Paul Alkazraji's Blog - Posts Tagged "a-tale-of-two-cities"

A far, far better historical thriller

Paul Alkazraji on a ‘Tale of Two Cities’, Sydney Carton and Paris...


Dirk Bogarde as Sydney Carton in the 1958 film version.

It was the best of times, it was the worst of times...’ begins Charles Dickens’ thrilling novel set in England and France during the turbulent years of the French Revolution. It tells the story of the return from London to Paris in 1792 of Charles Darnay, the Marquis of Evremonde, an aristocrat who had renounced his title and privileges, to help a forlorn servant in his former household. The lives of all those around Darnay - his wife Lucie, her father Doctor Manette, the lawyer Sydney Carton and spy Barsad - become bound into the ensuing intrigue and danger.

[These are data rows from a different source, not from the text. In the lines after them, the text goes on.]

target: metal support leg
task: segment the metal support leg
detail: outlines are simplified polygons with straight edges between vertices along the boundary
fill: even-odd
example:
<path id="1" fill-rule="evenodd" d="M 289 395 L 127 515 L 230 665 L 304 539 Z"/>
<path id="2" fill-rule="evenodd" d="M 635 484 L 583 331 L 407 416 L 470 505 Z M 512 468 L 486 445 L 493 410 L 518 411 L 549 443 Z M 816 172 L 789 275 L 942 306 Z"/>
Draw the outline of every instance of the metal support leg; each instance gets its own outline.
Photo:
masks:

Dickens describes so well the wild, fickleness of the mob gathered for Darnay’s trial at the Conciergerie, and the sense of evil abroad in Paris at night as the people sharpen their weapons on a bloody grindstone in the St Germain courtyard of Tellson’s Bank. The callousness of the aristocracy is accounted for too, as a relative of Darnay’s ploughs over a child in his carriage and horses and tosses a few coins out of the window in ‘compensation’.

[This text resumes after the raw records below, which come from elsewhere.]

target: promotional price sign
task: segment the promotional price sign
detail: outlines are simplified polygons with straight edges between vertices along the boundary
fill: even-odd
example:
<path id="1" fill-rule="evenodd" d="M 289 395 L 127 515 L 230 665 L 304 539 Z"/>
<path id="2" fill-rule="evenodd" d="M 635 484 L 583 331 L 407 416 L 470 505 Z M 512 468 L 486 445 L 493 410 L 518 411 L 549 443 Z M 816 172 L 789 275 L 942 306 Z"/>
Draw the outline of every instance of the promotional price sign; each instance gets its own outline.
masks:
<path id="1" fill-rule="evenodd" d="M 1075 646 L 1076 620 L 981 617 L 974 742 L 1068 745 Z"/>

The book details how social injustice and the abuse of power led to a merciless vengeance on the aristocratic class. Personifying it is the Republican ringleader, Madame Defarge, who knits, mechanically adding the names to the register for vengeance at her wine shop with other revolutionaries: they who refer to each other in code as ‘Jaques’. “Then tell Wind and Fire where to stop, but don't tell me,” she says, as the ‘Reign of Terror’ rises to its excesses.

Whilst reading the novel on a recent trip to Paris, I felt able to enter through its pages into the city’s history. The dark iron keys from the Bastille fortress lay in a glass cabinet at the Carnavalet Museum, and the paintings there depict scenes from the period vividly in oil. At the Conciergerie were the straw-floored cells where suspects were kept before being brought for trial at the Revolutionary Tribunal upstairs. Queen Marie Antionette’s cell is left as it is thought to have been. At the ‘corner of last goodbyes’ in the women’s courtyard, the condemned waited for the tumbrils to take them to the Place de la Concorde - the losers in the ‘lottery of Sainte Guillotine’.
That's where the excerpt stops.